2

When using pandas to_html, I would like to be able to use the background_gradient function with data that is not immediately numeric. Specifically in this instance, I'd like to be able to colour a table according to the mean value, but also displaying "mean ± stdv" to the user. The issue is that "mean ± stdv" is a string.
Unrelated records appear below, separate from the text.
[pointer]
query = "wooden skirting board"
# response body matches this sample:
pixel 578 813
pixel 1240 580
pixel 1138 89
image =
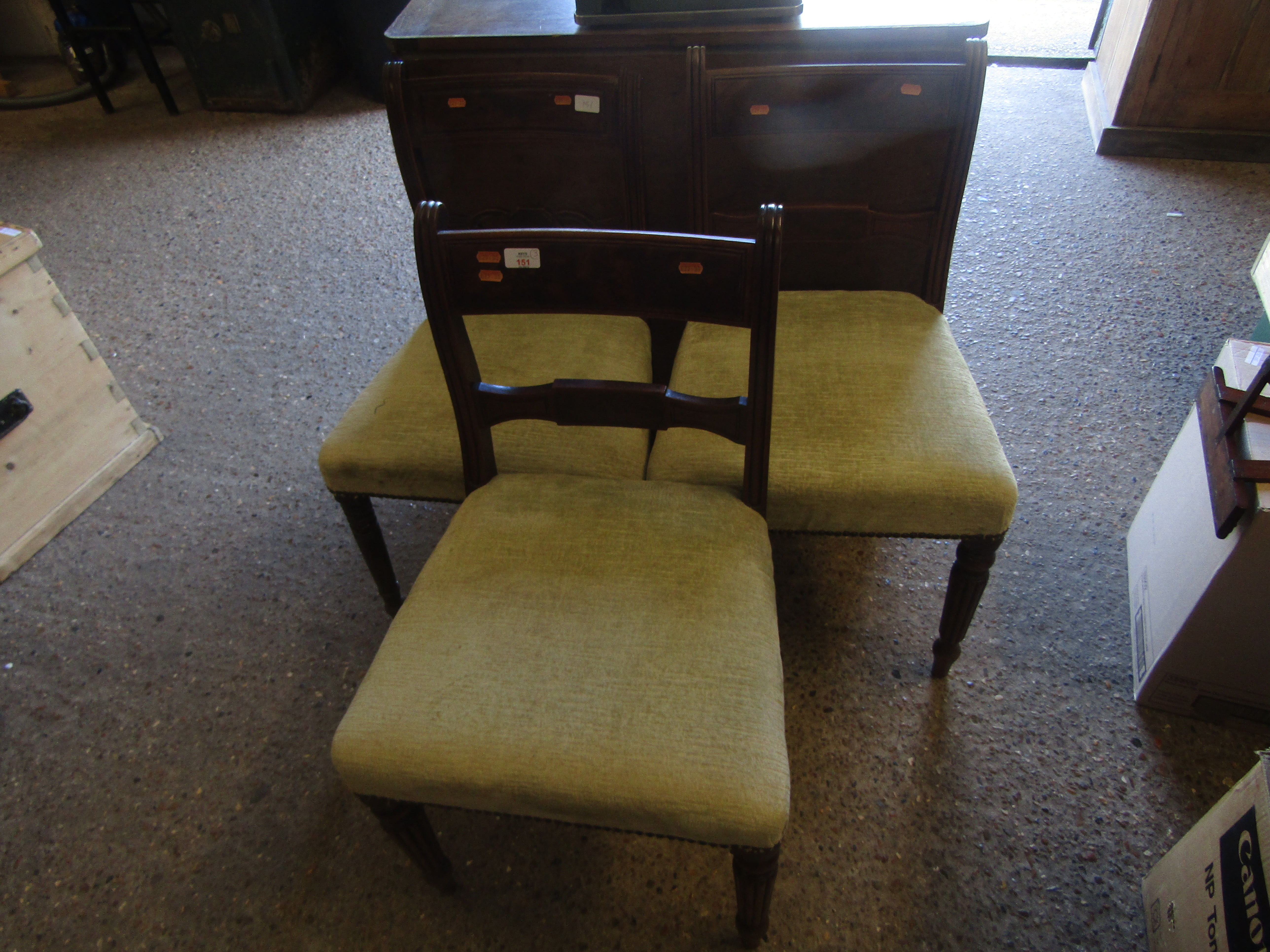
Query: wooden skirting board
pixel 81 433
pixel 1159 143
I don't think df.style.applymap is ideal, as I would like a continuous colourmap which requires knowledge of all the values in a column.

As an example:

from pathlib import Path

import pandas as pd

# cannot be easily used with background_gradient
df_with_stdv = pd.DataFrame({"A": ["0.40±0.14", "0.70±0.14", "0.28±0.08"],
                             "B": ["0.13±0.15", "0.40±0.25", "0.23±0.11"]})

# can be used, but missing other information
df = pd.DataFrame({"A": [0.40, 0.7, 0.28],
                   "B": [0.13, 0.4, 0.23]})

s = df.style.background_gradient(cmap='viridis', subset="A")

path = Path("<output path here>")

with open(path, "w") as f:
    f.writelines(f"<!DOCTYPE html><html><body>{s.render()}</body></html>")

I am imagining some sort of formatter that splits on "±" then sorts by first value. If this is not possible, then a solution that takes columns A_mean, A_stdv and then colours by A_mean and displays "A_mean±A_stdv" would also work.

Thanks!

Hemmer
  • 1,366
  • 1
  • 18
  • 33

1 Answers1

0

Closely inspired by Pandas - Style - Background Gradient using other dataframe , I have managed to find a solution

from pathlib import Path


import matplotlib.pyplot as plt
import pandas as pd
from matplotlib import colors

# cannot be easily used with background_gradient
B = pd.DataFrame({"A": ["0.40±0.14", "0.70±0.14", "0.28±0.08"],
                  "B": ["0.13±0.15", "0.40±0.25", "0.23±0.11"]})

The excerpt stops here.